If ever a song proved it can become iconic without storming the charts, it was Seven Nation Army. Despite peaking at a measly #76 on the Billboard Hot 100, the song became a stadium-rattling anthem. Ben Blackwell, Jack White’s uncle and Third Man Records co-owner, recalled watching the White Stripes play at the Pinkpop Festival in the Netherlands in 2004. When the fans wanted an encore, they didn’t chant lyrics but the now-famous riff of “Seven Nation.” SP

“Devotees can quibble about songs they wish had been included, but the essentials all seem to be here, from ‘Seven Nation Army’ to…Dead Leaves and the Dirty Ground to Hotel Yorba.” PS The cover of Jolene “still sounds as rough-hewn and foreboding as Dolly Parton’s original is polished and pleading, while the grumbling clavioline and savage guitars on Icky Thump are just as abrasive and disorienting as they ever were.” PS

Considering how many non-album singles the Stripes released, this collection could have done a great service by gathering them together here, but instead they only include two non-album cuts (the aforementioned “Jolene” and Let’s Shake Hands). It’s also surprising they didn’t dig up anything from the vaults to give this more appeal to completists.

The non-chronological tracklisting “demonstrates anew just how idiosyncratic The White Stripes could be from song to song.
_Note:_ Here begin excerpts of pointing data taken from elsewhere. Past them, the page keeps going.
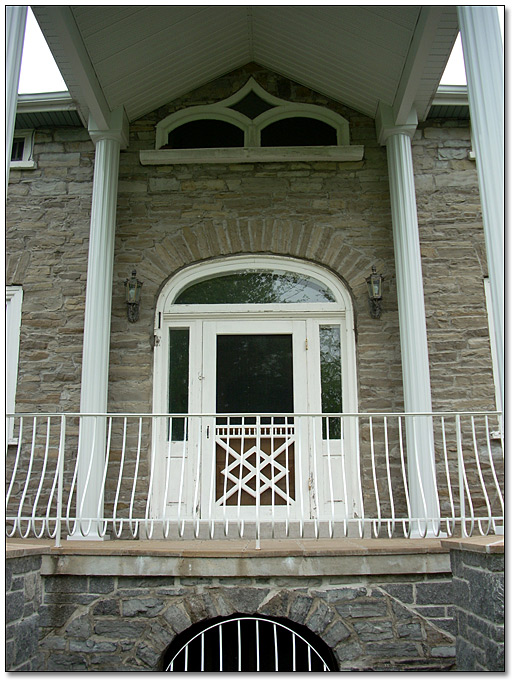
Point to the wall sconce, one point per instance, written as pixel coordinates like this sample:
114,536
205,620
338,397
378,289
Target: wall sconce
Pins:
133,297
375,293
The gnashing industrialized murder ballad The Big Three Killed My Baby, from the band’s self-titled first album in 1999, contrasts with the chaotic punk energy of Fell in Love with a Girl, the band’s breakthrough single, from White Blood Cells in 2001. By the same token, the waves of melodramatic despondence that build throughout their cover of Burt Bacharach’s I Just Don’t Know What to Do With Myself, from 2003’s Elephant, set up the terse, punchy garage-blues riffs of Astro, from the first album.” PS

Greatest-hits packages “once served as gateways into bands’ catalogs, or, ideally, a worthwhile survey of the high points of an act’s career. The White Stripes Greatest Hits is both of those things.” PS “In an era of streaming where the idea of a Greatest Hits album may seem irrelevant,” AZ there is something appropriately retro about such a release from a group that felt like a throwback even when they first emerged twenty years ago.